In Protecting Kids the World Over (PKTWO) LTD’s Patent application [2012] RPC 13 the invention solved a technical problem lying outside the computer, namely how to improve the generation of an alarm in response to inappropriate communication, and therefore was not excluded from patentability.
From the judgement, Judge Floyd says that:
4. The application relates to a system for monitoring the content of electronic communications to ensure that users (e.g. children) are not exposed to inappropriate content or language. As claimed in claim 33, the invention comprises a data communications analysis engine which samples (or in jargon "packet sniffs") data packets from a communications channel for further analysis of their content. The data packets are then monitored using a sequence of "hash tables" which assign a score to the data packet depending on the expressions found in the data packets. An aggregate alert level is assigned to the packet. The aggregate alert level is passed to a security warning algorithm which generates an alert notification to users. There is then a "request and response engine" for sending a notification to an administrator/user such as a parent and for receiving a response from the administrator/user comprising one of several actions to be taken by the computer. The actions to be taken by the computer include one of (a) alerting a user, (b) terminating the electronic communication on the channel or (c) shutting down the equipment. What is envisaged is that the computer will send the alert notification, in effect an alarm, to a parent by email or SMS message. The parent will be able to send a remote response command of one of the specified types and the computer will respond accordingly.
IANAL and I haven't read the patent (I know there's "more" to it that the above description). I don't have the background that many have here but based on the description of the patent above the only thing that I can see that could loosely be construed as having an effect outside the computer is "(c) shutting down the equipment". Sounds like something I'm sure I heard of years ago for shutting down a computer when it was overheating and paging a technician to get in the office asap.

The manual also refers to Re Halliburton where Judge Birss said:

72. ... Although obviously some mathematics is involved, the contribution is not solely a mathematical method (on top of being a computer program) because the data on which the mathematics is performed has been specified in the claim in such a way as to represent something concrete (a drill bit design etc.).
So a representation of something concrete is good enough to make a computer program patentable. Birss is not a "cool" judge. Neither is Floyd. Both have made other silly judgements about computer programs.

The EPO and UKIPO differ slightly, according to Birss in Re Halliburton, in terms of patentability and inventive step (if I read it correctly) but not by much. The UK Patents Act and EPC are in accordance in that both contain an exclusion for computer programs as such.

The 4 step approach is fine, in my eyes, but the definition of excluded subject matter is the problem. Since excluded subject matter includes the "as such" provision these judges will always have the leeway to say, "it's not just a computer program so it is patentable".

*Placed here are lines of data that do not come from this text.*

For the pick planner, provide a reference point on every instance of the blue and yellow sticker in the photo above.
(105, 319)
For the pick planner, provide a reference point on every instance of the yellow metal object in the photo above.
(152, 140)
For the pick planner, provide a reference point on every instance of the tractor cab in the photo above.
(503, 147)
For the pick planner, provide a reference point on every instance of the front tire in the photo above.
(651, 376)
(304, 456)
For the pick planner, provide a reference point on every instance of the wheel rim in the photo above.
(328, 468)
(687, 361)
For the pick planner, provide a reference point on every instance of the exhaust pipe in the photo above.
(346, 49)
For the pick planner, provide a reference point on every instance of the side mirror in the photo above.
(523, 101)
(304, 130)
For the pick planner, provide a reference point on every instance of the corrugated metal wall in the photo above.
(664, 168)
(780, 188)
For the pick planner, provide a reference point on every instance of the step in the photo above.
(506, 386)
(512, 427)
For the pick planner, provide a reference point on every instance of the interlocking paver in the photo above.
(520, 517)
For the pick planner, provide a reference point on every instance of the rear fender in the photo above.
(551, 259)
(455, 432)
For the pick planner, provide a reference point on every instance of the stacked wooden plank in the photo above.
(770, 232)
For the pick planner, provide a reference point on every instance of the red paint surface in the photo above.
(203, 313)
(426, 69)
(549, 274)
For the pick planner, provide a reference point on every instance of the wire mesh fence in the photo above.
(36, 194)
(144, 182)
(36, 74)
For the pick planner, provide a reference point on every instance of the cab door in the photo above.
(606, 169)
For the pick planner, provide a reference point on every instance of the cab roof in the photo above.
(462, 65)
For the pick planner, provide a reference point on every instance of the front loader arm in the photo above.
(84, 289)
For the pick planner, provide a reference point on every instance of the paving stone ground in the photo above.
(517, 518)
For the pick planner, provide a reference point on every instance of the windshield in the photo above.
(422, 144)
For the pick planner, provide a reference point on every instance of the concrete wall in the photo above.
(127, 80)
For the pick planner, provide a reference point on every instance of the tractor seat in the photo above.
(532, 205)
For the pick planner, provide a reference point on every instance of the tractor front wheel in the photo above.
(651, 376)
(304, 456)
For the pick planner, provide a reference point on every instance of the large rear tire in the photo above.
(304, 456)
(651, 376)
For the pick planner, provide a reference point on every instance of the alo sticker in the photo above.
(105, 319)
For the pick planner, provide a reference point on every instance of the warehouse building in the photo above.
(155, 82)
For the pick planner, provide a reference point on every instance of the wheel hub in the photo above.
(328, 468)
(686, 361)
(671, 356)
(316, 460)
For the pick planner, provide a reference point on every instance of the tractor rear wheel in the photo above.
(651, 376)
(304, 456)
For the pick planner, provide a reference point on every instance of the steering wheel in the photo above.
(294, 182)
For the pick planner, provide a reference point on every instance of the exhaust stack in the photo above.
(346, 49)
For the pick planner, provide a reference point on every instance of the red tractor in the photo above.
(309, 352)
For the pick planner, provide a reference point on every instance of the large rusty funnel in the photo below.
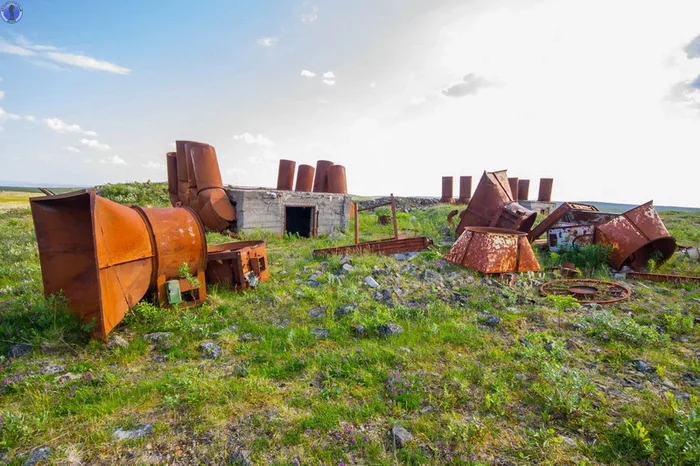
(337, 183)
(285, 176)
(493, 250)
(104, 256)
(636, 236)
(321, 176)
(305, 178)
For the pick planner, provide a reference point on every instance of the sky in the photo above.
(603, 96)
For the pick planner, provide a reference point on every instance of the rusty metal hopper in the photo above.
(104, 256)
(493, 250)
(636, 236)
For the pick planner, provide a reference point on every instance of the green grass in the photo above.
(551, 384)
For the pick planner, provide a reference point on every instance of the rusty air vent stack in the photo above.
(104, 256)
(447, 190)
(523, 190)
(465, 189)
(637, 236)
(305, 178)
(285, 176)
(545, 193)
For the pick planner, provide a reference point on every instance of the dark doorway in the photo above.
(299, 220)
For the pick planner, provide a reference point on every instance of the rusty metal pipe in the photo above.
(285, 175)
(545, 193)
(305, 178)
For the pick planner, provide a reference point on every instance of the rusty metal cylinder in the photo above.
(545, 193)
(513, 182)
(523, 190)
(321, 176)
(305, 178)
(447, 189)
(285, 175)
(337, 182)
(465, 189)
(171, 161)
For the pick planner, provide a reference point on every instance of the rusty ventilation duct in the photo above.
(104, 257)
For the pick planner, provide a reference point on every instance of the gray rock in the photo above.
(643, 366)
(19, 350)
(320, 333)
(37, 456)
(400, 437)
(371, 282)
(342, 311)
(210, 350)
(140, 431)
(390, 329)
(318, 312)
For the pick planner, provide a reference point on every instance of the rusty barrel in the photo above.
(305, 178)
(545, 192)
(337, 182)
(513, 182)
(523, 190)
(321, 176)
(493, 250)
(465, 189)
(285, 175)
(171, 163)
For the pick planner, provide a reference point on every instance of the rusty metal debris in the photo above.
(493, 250)
(104, 257)
(635, 237)
(239, 265)
(587, 290)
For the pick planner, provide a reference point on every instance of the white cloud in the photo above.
(259, 140)
(115, 160)
(59, 126)
(311, 16)
(268, 41)
(93, 144)
(152, 164)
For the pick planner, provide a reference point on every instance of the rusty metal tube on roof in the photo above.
(465, 189)
(104, 256)
(545, 192)
(305, 178)
(285, 175)
(447, 190)
(523, 190)
(337, 182)
(513, 183)
(171, 161)
(321, 176)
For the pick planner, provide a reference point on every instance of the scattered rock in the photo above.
(210, 350)
(19, 350)
(390, 329)
(318, 312)
(37, 456)
(140, 431)
(371, 282)
(400, 436)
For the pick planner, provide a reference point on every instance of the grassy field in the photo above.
(480, 374)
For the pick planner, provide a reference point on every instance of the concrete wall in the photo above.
(265, 209)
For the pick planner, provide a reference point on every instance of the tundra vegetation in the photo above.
(438, 365)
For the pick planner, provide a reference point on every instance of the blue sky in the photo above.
(399, 91)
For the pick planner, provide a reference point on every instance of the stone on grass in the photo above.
(390, 329)
(37, 456)
(140, 431)
(210, 350)
(400, 436)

I don't have an answer to your question, "Does anybody know how far UK practice reflects EU Laws and practice and how it differs?". The best I can do is point you to British and Irish Legal Information Institute which has many (all?) of the decisions for the UK from recent years, some EU case law and links to other law databases around the world. There are 1135 hits for "computer program" of which I'm sure a few are relevant.